The jauntily slant-top Citicorp Center, the newest addition to Manhattan's famed skyscraper silhouette, was formally dedicated earlier this week and is already a notable success is terms of economics, architecture, planning and energy conservation.

Constructed in a period when few other buildings were going up in New York - because of a deeply depressed real estate market that was also saturated with office space - the 59-story Citicorp Center opens almost fully leased. Its rates are considered premium, even in the high-rent Midtown office district where it is located.

The building moreover, is fully on schedule (the first tenants moved in last April and last details will be finished in the early months of 1978), and even more remarkably, comes in a shade below the $150 million that was budgeted for it.

Designed by Hugh Stubbins & Associates of Cambridge, Mass., the building will not please those nos- talgic for skyscraper fantasies nor modernists looking for some novel breakthrough. But the 915-foot building is both distinctive and elegant, with many unusual architectural features.

It rises airily on four 127-foot columns from a sunken plaza, leaving a maximum amount of space on the ground level for passersby.

Tucked into one corner of the Citicorp Center's block at Lexington between 53rd and 54th streets is the free-standing structure of St. Peter's Lutheran Church, which originally occupied space on the block, and which has been rebuilt in a dramatically modern mode.

Also at the base of the center is a seven-story lowrise structure housing three floors of "The Market," a complex of about 20 international restaurants and food- and houseware-related stores. The Market, it is hoped, will be a New York equivalent of complex like San Francisco's Chiardelli Square, attracting both regular shoppers and tourists.
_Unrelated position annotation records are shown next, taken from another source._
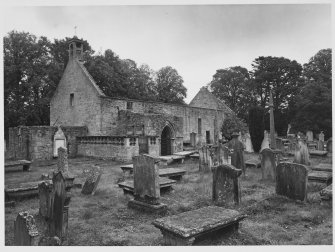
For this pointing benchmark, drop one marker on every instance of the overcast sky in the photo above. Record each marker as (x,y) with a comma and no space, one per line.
(196,40)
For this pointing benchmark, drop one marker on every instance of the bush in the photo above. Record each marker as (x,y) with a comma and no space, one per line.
(256,126)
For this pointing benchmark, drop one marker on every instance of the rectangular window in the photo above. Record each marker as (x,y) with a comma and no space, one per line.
(71,99)
(129,105)
(199,126)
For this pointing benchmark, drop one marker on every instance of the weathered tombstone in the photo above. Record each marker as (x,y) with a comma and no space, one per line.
(301,154)
(92,180)
(268,164)
(45,195)
(59,141)
(146,184)
(63,166)
(49,241)
(248,143)
(226,189)
(309,135)
(25,230)
(237,157)
(330,145)
(322,136)
(266,141)
(291,180)
(57,207)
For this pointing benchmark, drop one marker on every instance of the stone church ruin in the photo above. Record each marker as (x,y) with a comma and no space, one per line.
(119,128)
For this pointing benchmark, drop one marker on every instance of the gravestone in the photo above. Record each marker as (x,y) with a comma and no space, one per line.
(226,189)
(25,230)
(330,145)
(309,135)
(291,180)
(63,166)
(266,141)
(92,180)
(268,164)
(146,184)
(322,136)
(59,141)
(45,197)
(301,154)
(205,160)
(237,156)
(56,221)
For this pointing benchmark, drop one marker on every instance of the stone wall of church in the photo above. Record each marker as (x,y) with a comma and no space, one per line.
(37,142)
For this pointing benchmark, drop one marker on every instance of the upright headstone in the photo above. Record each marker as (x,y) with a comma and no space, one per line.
(301,155)
(237,157)
(226,189)
(92,180)
(309,135)
(268,164)
(25,230)
(59,141)
(57,215)
(266,141)
(322,136)
(146,184)
(291,180)
(45,196)
(330,145)
(272,125)
(63,166)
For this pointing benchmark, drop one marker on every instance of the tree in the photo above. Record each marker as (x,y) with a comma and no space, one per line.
(312,108)
(231,124)
(256,126)
(170,86)
(231,85)
(284,77)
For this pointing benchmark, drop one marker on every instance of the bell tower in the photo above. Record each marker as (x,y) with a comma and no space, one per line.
(76,49)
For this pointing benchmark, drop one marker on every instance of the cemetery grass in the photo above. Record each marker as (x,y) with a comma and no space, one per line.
(104,219)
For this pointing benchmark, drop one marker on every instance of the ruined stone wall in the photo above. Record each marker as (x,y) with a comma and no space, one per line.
(111,109)
(85,109)
(110,147)
(36,142)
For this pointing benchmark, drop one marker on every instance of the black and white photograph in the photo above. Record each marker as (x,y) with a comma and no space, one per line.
(167,123)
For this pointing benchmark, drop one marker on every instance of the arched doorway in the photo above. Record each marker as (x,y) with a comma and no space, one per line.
(166,141)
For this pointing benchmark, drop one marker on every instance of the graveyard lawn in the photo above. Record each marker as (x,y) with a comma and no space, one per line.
(105,219)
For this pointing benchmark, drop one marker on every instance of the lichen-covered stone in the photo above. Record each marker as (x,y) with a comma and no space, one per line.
(291,180)
(268,164)
(226,189)
(25,230)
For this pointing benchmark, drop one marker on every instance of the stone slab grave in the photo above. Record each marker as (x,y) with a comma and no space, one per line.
(146,185)
(320,177)
(268,164)
(63,166)
(92,180)
(226,189)
(327,193)
(14,165)
(253,163)
(323,167)
(318,153)
(171,172)
(291,180)
(188,227)
(166,160)
(185,154)
(25,230)
(23,190)
(165,184)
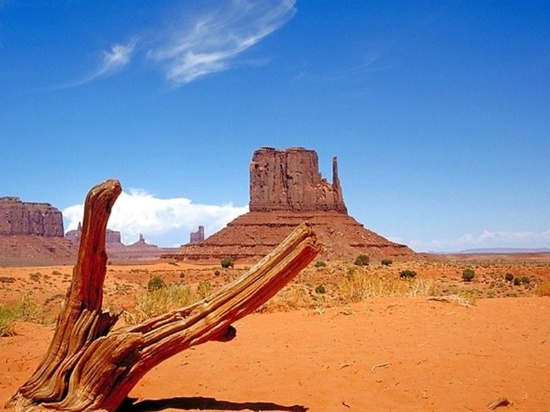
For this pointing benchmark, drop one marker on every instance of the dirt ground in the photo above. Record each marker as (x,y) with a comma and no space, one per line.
(382,354)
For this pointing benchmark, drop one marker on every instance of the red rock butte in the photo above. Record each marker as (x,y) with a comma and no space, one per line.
(286,189)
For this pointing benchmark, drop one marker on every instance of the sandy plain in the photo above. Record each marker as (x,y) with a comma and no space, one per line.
(385,353)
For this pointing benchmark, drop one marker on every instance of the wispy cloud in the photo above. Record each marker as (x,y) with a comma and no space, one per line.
(211,43)
(116,58)
(484,240)
(113,60)
(165,222)
(204,42)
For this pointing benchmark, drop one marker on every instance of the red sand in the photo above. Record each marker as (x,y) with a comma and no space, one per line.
(387,354)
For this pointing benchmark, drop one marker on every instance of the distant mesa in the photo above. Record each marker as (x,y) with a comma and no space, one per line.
(24,218)
(31,233)
(111,236)
(286,189)
(289,180)
(198,236)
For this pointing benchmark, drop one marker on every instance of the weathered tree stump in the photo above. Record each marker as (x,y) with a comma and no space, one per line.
(90,367)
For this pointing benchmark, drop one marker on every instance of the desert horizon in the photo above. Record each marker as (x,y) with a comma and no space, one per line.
(433,342)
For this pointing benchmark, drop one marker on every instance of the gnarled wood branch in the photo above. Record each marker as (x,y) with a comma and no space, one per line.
(90,367)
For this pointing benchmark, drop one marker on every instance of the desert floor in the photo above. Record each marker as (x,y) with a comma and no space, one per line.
(382,354)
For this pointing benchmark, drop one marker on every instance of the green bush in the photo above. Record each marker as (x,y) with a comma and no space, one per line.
(204,289)
(386,262)
(361,260)
(227,262)
(26,310)
(468,275)
(407,274)
(155,283)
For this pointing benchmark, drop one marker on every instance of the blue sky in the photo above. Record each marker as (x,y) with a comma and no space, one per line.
(438,112)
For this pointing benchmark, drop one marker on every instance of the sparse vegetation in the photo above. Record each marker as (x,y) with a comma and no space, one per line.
(156,283)
(362,260)
(204,289)
(159,301)
(227,262)
(543,288)
(407,274)
(468,275)
(25,310)
(386,262)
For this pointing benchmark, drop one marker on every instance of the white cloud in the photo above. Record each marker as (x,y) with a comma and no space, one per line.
(117,57)
(203,43)
(164,222)
(211,43)
(485,240)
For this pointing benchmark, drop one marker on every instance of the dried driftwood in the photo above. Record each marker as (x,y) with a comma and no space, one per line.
(90,367)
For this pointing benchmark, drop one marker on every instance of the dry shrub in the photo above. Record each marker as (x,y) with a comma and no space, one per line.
(359,284)
(291,297)
(159,301)
(25,310)
(543,289)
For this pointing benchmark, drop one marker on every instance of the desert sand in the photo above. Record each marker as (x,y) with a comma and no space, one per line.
(382,354)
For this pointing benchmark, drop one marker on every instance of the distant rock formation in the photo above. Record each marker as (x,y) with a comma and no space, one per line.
(198,236)
(289,180)
(287,189)
(111,236)
(32,233)
(23,218)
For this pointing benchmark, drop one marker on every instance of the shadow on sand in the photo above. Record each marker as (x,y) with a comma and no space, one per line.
(201,403)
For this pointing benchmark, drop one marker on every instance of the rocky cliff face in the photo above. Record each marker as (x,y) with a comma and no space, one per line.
(23,218)
(287,189)
(289,180)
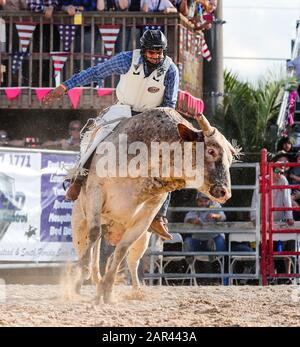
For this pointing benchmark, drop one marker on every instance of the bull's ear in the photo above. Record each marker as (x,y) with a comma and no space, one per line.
(187,134)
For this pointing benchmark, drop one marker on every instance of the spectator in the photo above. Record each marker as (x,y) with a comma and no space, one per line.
(285,144)
(201,13)
(201,241)
(72,143)
(46,7)
(5,140)
(158,6)
(135,5)
(181,6)
(295,65)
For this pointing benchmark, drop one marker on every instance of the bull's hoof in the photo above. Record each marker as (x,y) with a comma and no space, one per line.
(107,298)
(78,287)
(96,277)
(85,273)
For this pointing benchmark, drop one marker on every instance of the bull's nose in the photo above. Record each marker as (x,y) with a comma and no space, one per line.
(219,192)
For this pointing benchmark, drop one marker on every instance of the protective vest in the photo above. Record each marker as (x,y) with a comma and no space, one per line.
(140,92)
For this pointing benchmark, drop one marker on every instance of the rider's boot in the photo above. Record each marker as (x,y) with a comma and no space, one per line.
(74,189)
(159,227)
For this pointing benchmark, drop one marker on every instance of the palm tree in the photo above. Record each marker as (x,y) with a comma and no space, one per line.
(248,111)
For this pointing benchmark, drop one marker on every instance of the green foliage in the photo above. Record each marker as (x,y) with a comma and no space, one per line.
(249,111)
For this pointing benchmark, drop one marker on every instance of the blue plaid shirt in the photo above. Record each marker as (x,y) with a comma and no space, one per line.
(120,65)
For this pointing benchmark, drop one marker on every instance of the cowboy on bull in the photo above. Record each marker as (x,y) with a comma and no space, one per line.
(149,79)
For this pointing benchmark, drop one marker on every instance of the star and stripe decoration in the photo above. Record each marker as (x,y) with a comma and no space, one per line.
(67,34)
(98,59)
(25,32)
(109,34)
(17,60)
(153,27)
(205,51)
(59,59)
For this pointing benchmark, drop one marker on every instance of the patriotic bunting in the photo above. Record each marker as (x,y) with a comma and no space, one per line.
(189,105)
(99,59)
(153,27)
(12,93)
(181,39)
(109,34)
(180,70)
(74,95)
(205,51)
(67,34)
(25,31)
(17,60)
(42,92)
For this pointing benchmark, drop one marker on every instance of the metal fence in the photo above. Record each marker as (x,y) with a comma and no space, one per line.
(237,231)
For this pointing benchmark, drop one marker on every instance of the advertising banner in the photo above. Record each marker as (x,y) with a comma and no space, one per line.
(35,221)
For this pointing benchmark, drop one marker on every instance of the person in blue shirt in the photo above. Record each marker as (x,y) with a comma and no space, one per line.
(148,79)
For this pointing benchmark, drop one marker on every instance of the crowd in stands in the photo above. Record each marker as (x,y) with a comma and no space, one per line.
(201,12)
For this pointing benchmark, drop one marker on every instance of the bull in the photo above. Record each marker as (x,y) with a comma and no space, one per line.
(121,209)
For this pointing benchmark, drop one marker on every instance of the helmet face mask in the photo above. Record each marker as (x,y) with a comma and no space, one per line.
(153,47)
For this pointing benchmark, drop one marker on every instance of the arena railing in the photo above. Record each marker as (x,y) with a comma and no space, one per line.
(237,231)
Although multi-use office buildings have proved popular in other cities, particularly Chicago, the Citicorp Center is one fo the first attempts in New York City at successfully integrating an office tower with a shopping complex. (At one time inclusion of about 100 apartments was also contemplated. But the idea was discarded because of the expense of maintining 24-hour-a-day ancillary services.)

The Market will be open seven days a week and the Plaza which leads into it has direct access to a station of the New York subway system.

The tower itself has the linearity of a computer punch card with bands of double-glazed reflective windows alternating with a light aluminum skin that is creamy rather than shiny in its lutre.

What really makes the building distinctive, however, is the 45-degree sloping top that lets it vie with the other "crowned heads" of New York City such as the Chrysler Building and the Empire State Building.

Its 915-feet make it the fourth tallest building in New York City, after the World Trade Center twin towers and the Chrysler and Empire State buildings, and the eighth tallest building in the world.

The 160-foot angled crown is not occupied by floor space but contains a "tuned mass damper," a 400-ton floating concrete block, controlled by computers, that is designed to move out of phase with the tower's motion during high winds and thus reduce sway by about 40 per cent.

The slope was originally supposed to contain a solar collector to gather the sun's rays for partial energy generation, but Citicorp, the holding company for the world's second largest bank, dropped the idea when it discovered that it could cost more than electricity. But conversations are continuing with Consolidated Edison Co. about some kind of solar energy system, according to officials.

The building already has several features designed to conserve energy, however, including a heat pump that reclaims heat generated by lights, occupants, and other heat-producing elements and recirculates it through induction units at the perimeter of the building. The double-glazed reflective glass that covers 46 per cent of the building's surface is also meant to reduce heat loss and gain.

Citicorp is occupying 650,000 square feet on 26 of the building's 59 floors and is leasing out the rest. The headquarters offices of Citicorp will continue to be at 399 Park Ave. across the street.

Leasing rates range from about $15 a square foot to as high as $25 a square foot.

"When people first heard of the prices we were going to charge for office space, some of the brokers around town laughed at us," said DeFord.

"But with what little prime space there is to let today, everyone has jacked up their prices," he added. "Now there isn't a good building with any sizeable block of space in Midtown Manhattan."